In the Championship, clubs don’t care about fines and points deductions – because these only apply if the club fails to get promotion.  If the club goes up, then all is forgiven, as with the curious case of Leicester City’s money and its marketing company, that we have covered in the past.  Nothing has been done about it, because odd behaviour in the Championship is not investigated when a club is in the Premier League.

To get around the problems Aston Villa and Derby County have used the device of selling their grounds to their owners.  Sheffield Wednesday are the latest to try the trick.  Questions are still be asked over these transfers, but even if they get away with it, clubs can only do that once – although Wednesday are now suing the EFL – I think for defamation.

So it’s all bad news in the Championship – and it is getting worse because wages rose more than income last season.  No one is learning any lesson.   Wages were up by 11% from the previous year and until the virus hit, figures suggest the situation was getting worse.

Such a situation can’t go on forever of course, and all that the virus has done is brought reality closer.  TV companies are not going to pay for games that have not been played, and without TV money clubs will collapse.   Even if championship clubs get through this lockdown, the chances are they will go on spending far more than they earn in the desperate hope of promotion.

It is not just clubs in the Premier League who are in trouble.  For the championship, it is not just a case of if it will implode, but simply when.

4 Replies to “At all levels of football, the crisis is here, and it won’t go away”

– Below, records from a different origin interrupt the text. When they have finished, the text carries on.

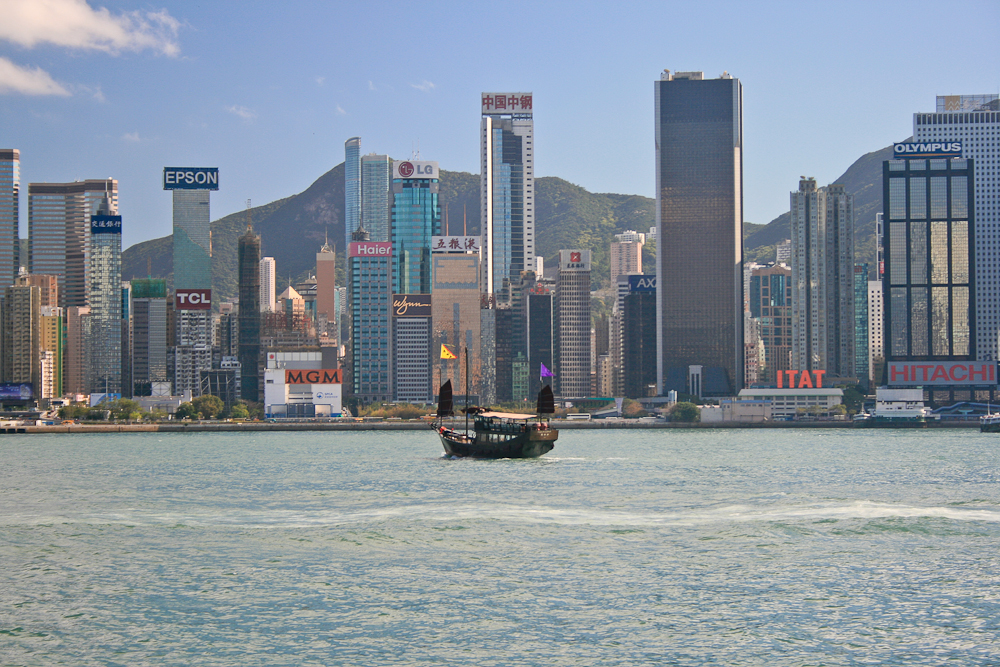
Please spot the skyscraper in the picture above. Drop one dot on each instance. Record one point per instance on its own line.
(416, 217)
(267, 285)
(370, 264)
(59, 232)
(20, 329)
(326, 290)
(191, 189)
(376, 182)
(10, 186)
(352, 186)
(822, 225)
(105, 299)
(249, 317)
(975, 121)
(149, 334)
(507, 189)
(572, 324)
(929, 296)
(699, 240)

  1. Next season will bring normalcy to all clubs, no more huge transfers. All clubs especially those funded by bottomless owners will be wary after the punishment meted out to M C. I foresee the importance of youths. Clubs will rely on their youth squads a lot. All transfer speculations will come to nought although one or two may come to fruition at much reduced fees.

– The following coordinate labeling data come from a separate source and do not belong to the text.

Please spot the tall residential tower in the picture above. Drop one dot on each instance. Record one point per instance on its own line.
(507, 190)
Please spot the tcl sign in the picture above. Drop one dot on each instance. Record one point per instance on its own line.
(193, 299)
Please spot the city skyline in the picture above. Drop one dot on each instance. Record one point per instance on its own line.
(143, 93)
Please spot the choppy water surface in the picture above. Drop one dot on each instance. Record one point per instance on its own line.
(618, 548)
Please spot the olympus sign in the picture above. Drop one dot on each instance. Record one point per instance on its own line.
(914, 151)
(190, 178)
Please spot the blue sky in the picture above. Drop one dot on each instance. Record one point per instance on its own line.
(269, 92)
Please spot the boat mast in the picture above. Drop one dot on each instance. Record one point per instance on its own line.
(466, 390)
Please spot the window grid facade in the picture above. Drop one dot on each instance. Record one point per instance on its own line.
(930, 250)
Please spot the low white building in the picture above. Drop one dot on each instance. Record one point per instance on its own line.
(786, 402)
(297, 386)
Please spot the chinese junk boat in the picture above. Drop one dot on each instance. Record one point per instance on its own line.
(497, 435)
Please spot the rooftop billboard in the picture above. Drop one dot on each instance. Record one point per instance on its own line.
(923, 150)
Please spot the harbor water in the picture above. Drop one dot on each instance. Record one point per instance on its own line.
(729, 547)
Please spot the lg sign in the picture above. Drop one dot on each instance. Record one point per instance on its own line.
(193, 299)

  2. There have been a couple of articles I’ve seen, which talk about how tyhe value for players has dropped. The latest article, used data from TransferMarkt, seems to show a median drop of 20% drop in value. But this is a hypothetical value, as transfer windows are not yet open. I would imagine buying clubs (are there any?) will at _most_ offer a further 20% discount (0.8*0.8=0.64; or a 36% discount in total). And the silly medja experts continue with pie in the sky player valuations which will not happen.

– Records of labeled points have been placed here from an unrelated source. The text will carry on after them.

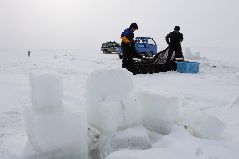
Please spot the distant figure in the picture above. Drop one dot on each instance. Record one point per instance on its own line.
(174, 40)
(128, 46)
(29, 53)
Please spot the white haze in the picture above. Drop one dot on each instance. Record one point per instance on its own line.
(85, 24)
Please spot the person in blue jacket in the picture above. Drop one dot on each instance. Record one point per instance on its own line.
(128, 47)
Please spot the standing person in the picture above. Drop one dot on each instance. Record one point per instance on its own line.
(174, 40)
(28, 53)
(128, 47)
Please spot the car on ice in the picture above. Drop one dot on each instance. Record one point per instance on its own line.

  3. Normally., a player’s value is determ9ined by whether there is a buyer’s market or a seller’s market. Today, it appears that this is a buyer’s market but in reality, who has the $$$ to be able to offer the inflated prices formerly expected. My guess is that most clubs will hold off on spending anything and that the few that actually do, ie: those with ultra-rich owners who have deep pockets and don’t mind spending during this crisis, will bargain basement shop but the rest will wait until their financial situation has stabilized (money starts coming back in)

  4. It all depends on the big ‘when’ at present there is nothing to say it is happening any time soon and as each week goes the clubs are losing more and more money.